You can configure the system to respond to network events by providing scripts for NetworkManager-dispatcher to run. Use a script, for example, to mount a remote file system when a device is brought up or send a notification when a device loses connectivity.

  1. Save an executable script in /etc/NetworkManager/dispatcher.d/ or one of its subdirectories.
    When NetworkManager-dispatcher runs a script, it passes two arguments to the script:
    • The name of the interface on which an action occurred.
    • The action that occurred.

    In addition, environment variables related to the network are available for you to use in the script.

    See the NetworkManager-dispatcher (8) manual page for a full list of actions and environment variables you can use in a script.

    Subdirectories within /etc/NetworkManager/dispatcher.d/ provide special handling of scripts.

    Subdirectory Details
    pre-up.d Place or symbolically link scripts responding to pre-up or vpn-pre-up actions in this subdirectory.
    pre-down.d Place or symbolically link scripts responding to pre-down or vpn-pre-down actions in this subdirectory.
    no-wait.d Create a symbolic link from the script to this subdirectory if you want the script to run immediately when an action occurs.

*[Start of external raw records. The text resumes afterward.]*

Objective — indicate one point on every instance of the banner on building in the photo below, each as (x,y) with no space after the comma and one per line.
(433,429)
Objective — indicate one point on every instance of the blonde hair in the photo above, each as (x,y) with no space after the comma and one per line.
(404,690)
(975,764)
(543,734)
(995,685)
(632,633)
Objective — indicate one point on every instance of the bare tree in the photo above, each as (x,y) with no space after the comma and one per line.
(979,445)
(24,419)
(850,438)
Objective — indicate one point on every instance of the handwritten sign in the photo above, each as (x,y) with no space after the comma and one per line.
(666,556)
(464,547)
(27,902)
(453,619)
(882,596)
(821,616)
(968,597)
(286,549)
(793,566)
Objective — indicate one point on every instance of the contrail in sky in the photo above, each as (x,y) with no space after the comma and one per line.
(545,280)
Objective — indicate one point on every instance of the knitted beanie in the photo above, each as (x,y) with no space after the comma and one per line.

These scripts run in parallel, and don't wait for scripts already running to end.

    Note:

    Depending on the SELinux policies and security contexts configured on the system, SELinux might prevent scripts from running if they are symbolic links into a subdirectory in /etc/NetworkManager/dispatcher.d/. To ensure that scripts run, either place scripts directly in the subdirectory, or update the SELinux configuration. For more information, see Oracle Linux: Administering SELinux.

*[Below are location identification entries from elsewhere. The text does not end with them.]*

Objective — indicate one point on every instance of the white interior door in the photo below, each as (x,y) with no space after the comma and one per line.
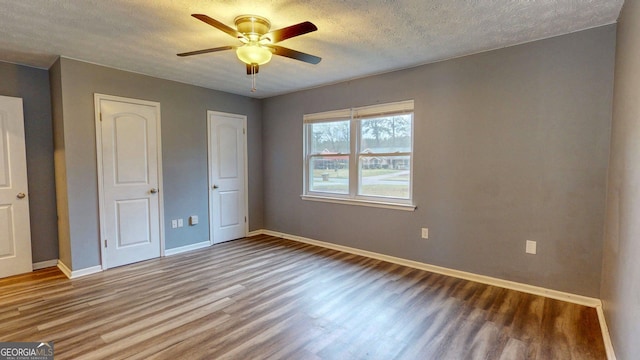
(15,233)
(227,176)
(130,198)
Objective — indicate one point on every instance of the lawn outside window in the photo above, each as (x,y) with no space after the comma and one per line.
(360,156)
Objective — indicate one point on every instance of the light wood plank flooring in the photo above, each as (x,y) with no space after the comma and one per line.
(269,298)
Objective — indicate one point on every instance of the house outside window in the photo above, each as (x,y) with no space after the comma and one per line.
(360,156)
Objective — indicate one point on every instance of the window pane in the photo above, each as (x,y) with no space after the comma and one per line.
(330,137)
(329,174)
(387,176)
(386,134)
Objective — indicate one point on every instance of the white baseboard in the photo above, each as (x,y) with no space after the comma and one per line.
(530,289)
(45,264)
(606,337)
(78,273)
(526,288)
(190,247)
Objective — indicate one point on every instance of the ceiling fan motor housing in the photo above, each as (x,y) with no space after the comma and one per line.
(252,26)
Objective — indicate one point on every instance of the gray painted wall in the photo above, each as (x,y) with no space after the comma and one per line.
(32,85)
(621,261)
(184,151)
(509,145)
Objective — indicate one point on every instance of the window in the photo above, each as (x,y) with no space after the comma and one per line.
(361,155)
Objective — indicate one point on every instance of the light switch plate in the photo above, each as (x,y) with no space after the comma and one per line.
(531,247)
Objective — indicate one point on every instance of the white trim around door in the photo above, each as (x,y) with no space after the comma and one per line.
(101,185)
(213,152)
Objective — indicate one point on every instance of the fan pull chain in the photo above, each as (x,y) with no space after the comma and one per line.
(253,77)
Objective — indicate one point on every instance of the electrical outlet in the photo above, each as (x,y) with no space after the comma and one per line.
(531,247)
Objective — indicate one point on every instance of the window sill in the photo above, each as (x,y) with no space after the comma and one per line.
(369,203)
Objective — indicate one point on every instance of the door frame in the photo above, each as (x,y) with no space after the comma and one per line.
(101,201)
(243,119)
(16,122)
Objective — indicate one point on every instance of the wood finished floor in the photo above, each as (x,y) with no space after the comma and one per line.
(269,298)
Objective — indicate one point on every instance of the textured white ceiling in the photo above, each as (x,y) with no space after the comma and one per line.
(355,38)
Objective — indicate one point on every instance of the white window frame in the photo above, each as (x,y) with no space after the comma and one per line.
(354,116)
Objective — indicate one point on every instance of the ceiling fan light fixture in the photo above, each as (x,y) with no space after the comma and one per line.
(253,54)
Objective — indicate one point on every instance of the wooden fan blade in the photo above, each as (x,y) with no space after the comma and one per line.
(293,54)
(204,51)
(218,25)
(290,31)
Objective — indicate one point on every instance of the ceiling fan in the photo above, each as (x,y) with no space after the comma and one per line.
(258,42)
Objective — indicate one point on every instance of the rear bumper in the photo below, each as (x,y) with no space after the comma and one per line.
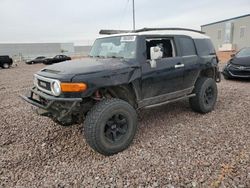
(59,108)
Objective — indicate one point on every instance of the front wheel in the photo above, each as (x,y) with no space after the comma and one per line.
(206,95)
(110,126)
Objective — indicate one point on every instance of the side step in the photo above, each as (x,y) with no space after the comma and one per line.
(169,101)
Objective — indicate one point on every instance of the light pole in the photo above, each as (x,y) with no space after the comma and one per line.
(133,14)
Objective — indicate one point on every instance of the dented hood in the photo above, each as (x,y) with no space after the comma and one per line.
(87,65)
(66,70)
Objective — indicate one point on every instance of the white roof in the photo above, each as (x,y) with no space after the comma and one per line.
(192,34)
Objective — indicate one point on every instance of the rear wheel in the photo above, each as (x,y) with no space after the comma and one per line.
(110,126)
(206,95)
(6,65)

    Because NetworkManager-dispatcher runs scripts in /etc/NetworkManager/dispatcher.d/ in alphabetical order, you can prefix the file name with a number to enforce the execution order of scripts. For example: /etc/NetworkManager/dispatcher.d/10-myscript.

  2. Set ownership and permissions for the file.
    The following settings are required:
    1. Change the file owner to root.
      sudo chown root /etc/NetworkManager/dispatcher.d/10-myscript
    2. Disable write access for group and other, and disable setuid. 
      sudo chmod 0700 /etc/NetworkManager/dispatcher.d/10-myscript
When network actions occur, NetworkManager.service starts NetworkManager-dispatcher.service, which runs the scripts in /etc/NetworkManager/dispatcher.d/ following these parameters:
  • One script runs at a time.
  • Scripts run in sequence based on the order in which network events occur.
  • After the dispatcher service queues a script, the script always runs, even if a later action makes the script unnecessary.
  • NetworkManager terminates scripts if they run for too long.